Nine days after workers launched rotating picket lines in time for the Toronto International Film Festival (TIFF), both sides issued statements accusing each other of delaying negotiations.
“We continue to be treated like second-class citizens by the Hyatt owners,” hotel room attendant Althea Porter-Harvey said in a Unite Here statement. “We deserve better than that,” she stated. “We’re joining the street party today.”
The union claims Toronto hotel owners cite recession issues for seeking to boost work hours without pay hikes, but insisted Canadian and U.S. guest bookings are “rebounding.”
Hyatt Regency general manager Bruce Flyer said his hotel, which remains open to guests as a TIFF centre, has sought to settle with the union since January.
“During this period, we have honoured the terms of our expired agreement,” Flyer said in an e-mail, adding Hyatt wants a deal “appropriate for these economic times that is fair to all parties.”
Flyer claimed the union delayed talks more than six months and chose “to demonstrate and strike rather than continue our work towards finding solutions.”
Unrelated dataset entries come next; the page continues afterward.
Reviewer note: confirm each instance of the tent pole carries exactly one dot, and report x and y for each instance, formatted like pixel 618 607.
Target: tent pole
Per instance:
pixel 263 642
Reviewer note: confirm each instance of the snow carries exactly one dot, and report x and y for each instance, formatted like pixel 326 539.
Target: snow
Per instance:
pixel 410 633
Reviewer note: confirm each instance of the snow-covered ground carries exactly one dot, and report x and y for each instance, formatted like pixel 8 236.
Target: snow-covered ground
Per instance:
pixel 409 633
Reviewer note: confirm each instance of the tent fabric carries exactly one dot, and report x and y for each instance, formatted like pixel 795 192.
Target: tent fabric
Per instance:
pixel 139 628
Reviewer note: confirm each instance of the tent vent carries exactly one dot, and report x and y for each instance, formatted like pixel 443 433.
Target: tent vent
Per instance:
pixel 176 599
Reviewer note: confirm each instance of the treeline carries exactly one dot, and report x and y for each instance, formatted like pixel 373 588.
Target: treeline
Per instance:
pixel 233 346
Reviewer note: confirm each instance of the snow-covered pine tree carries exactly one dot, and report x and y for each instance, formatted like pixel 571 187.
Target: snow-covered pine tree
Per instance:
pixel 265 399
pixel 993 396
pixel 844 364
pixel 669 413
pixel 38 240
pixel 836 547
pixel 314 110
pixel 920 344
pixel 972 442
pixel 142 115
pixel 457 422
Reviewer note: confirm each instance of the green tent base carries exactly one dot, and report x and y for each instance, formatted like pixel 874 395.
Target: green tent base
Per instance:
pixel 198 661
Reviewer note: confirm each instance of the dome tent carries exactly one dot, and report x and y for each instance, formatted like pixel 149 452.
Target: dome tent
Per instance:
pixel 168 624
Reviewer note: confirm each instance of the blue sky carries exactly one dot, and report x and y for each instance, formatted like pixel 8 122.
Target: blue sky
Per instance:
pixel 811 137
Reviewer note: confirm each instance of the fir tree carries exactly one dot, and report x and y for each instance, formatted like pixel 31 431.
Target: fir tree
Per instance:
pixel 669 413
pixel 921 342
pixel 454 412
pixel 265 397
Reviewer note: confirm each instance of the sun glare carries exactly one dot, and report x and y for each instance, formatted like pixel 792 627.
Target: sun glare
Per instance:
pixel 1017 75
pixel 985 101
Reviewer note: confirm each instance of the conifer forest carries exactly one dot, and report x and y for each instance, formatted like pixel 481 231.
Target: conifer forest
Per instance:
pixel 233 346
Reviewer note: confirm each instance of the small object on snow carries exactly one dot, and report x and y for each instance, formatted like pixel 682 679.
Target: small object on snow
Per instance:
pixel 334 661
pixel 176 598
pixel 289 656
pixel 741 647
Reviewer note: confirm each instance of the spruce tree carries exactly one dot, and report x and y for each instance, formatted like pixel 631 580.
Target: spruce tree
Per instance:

Hotel negotiators agreed to meet again Sept. 23, “but have not received final confirmation from union leadership,” he said.
Unite Here staged its first pre-festival walkout Sept. 3 at the Hyatt on King St. W., followed by a return there last Friday, during a day-long strike outside the Fairmont Royal York Hotel. Workers picketed the Holiday Inn on Bloor St. on Saturday and two hours Sunday at the Hyatt Regency.
Since its first walkout 10 days ago, the union claimed Hyatt “made no move to address any of the hotel worker concerns.”